“This place is like a second home to us,” a guest said to me recently as he and his family were getting to leave after another weekend at Spirit Hill.
I asked him what he liked best about the place, and he told me it was how it made him feel. “It’s so Zen here,” he said. “But that’s not the right word. It’s so…it’s so…”
He searched for the word. “I don’t know,” he finally said. He tapped his heart. “It just feels really good to be here. It’s some sort of reset.”
I like being the person who greets new guests at Spirit Hill because the pictures on the website don’t capture the magic, I believe, that has people coming back year after year. How do you capture the sweet hum of nature? How do you capture the pulsing beauty of a working farm that has seen over a hundred years of sun and rain people eating watermelon on the front porch and singing songs after a long day working the land or, nowadays, lying by the pool? How do you capture a place that has a tight group of people working really, really hard to make sure guests have the best experience possible?
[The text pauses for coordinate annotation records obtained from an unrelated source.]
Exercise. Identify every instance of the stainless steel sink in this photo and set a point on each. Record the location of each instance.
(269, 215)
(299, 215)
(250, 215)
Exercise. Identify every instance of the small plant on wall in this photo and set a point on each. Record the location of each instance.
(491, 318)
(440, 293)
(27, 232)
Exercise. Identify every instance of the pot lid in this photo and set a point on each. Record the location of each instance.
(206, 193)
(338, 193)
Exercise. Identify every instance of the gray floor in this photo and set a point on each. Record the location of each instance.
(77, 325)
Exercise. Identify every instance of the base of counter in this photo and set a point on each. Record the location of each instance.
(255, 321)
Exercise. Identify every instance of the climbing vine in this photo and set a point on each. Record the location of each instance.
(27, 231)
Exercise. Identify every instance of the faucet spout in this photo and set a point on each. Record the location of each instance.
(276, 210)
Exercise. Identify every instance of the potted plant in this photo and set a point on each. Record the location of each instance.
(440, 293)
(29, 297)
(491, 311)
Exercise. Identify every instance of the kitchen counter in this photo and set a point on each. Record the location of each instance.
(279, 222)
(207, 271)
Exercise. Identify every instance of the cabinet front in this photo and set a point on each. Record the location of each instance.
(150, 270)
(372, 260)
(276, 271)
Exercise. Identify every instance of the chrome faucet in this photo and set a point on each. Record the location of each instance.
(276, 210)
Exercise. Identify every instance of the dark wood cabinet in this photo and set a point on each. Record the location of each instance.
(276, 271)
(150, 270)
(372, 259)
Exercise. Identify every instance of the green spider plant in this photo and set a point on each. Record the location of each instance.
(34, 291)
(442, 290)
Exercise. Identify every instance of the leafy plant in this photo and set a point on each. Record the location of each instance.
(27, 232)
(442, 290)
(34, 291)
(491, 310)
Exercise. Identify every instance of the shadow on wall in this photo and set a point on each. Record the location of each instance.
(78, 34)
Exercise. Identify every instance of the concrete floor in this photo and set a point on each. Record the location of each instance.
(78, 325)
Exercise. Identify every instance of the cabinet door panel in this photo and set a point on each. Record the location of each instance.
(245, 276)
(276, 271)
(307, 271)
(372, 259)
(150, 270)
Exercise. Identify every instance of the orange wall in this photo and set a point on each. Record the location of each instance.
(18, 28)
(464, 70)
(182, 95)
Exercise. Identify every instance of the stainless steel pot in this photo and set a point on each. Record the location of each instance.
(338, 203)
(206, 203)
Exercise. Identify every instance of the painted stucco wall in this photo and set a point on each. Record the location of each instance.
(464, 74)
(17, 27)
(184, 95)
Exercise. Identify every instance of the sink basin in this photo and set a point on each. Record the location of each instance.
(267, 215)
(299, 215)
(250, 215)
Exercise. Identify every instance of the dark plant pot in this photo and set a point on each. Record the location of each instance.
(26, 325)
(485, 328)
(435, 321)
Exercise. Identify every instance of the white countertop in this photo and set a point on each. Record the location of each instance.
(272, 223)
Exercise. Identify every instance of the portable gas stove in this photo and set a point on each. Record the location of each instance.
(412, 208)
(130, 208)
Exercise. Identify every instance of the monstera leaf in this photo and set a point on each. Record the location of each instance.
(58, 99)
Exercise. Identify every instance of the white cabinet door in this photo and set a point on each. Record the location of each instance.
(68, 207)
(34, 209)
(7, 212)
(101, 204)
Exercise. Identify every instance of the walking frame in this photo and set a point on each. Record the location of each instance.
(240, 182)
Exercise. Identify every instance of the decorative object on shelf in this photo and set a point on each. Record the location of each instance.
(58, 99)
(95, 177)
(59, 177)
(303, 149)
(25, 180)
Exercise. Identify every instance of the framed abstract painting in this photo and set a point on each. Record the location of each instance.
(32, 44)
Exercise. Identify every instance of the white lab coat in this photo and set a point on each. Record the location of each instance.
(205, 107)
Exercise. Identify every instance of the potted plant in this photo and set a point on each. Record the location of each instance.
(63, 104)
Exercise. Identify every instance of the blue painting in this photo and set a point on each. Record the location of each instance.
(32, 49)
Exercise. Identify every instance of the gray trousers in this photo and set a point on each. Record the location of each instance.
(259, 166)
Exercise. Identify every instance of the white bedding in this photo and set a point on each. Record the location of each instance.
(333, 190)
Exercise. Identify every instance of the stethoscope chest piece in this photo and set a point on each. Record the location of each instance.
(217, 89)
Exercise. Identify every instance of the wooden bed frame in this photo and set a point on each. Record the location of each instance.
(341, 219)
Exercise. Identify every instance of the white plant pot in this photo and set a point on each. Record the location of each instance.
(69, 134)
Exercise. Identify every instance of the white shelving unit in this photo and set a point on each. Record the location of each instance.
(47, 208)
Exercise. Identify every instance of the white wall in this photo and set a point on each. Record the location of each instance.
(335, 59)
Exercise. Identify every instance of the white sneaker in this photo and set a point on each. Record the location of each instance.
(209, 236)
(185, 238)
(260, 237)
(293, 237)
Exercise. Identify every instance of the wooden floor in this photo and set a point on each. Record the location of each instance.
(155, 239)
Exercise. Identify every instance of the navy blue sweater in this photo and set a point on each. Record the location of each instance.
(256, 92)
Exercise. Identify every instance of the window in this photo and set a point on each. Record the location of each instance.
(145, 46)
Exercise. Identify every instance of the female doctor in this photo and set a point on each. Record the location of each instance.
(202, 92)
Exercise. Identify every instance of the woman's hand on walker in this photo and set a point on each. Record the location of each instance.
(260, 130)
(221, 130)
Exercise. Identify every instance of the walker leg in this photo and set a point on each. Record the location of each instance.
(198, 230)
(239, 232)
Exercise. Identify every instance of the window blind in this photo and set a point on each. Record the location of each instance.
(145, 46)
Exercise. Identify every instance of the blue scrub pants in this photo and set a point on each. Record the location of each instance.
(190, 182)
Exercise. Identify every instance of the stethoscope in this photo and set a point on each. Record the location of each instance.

The other day I was walking around the property, and I noticed that Sergio, our hard-working gardener, had left an arrangement of persimmons on a small table under the persimmon tree. I stopped to take a picture—the light was perfect, and once again I marveled that I get to live in a place that inspires people, even those who work here, to acts of reverence, of noticing, of remembering that the pace of life was slower when we were younger, perhaps, and that, even now, we can slow down again and see what is right in front of us: flower, chicken, rock, house, sunlight, ease. Happiness.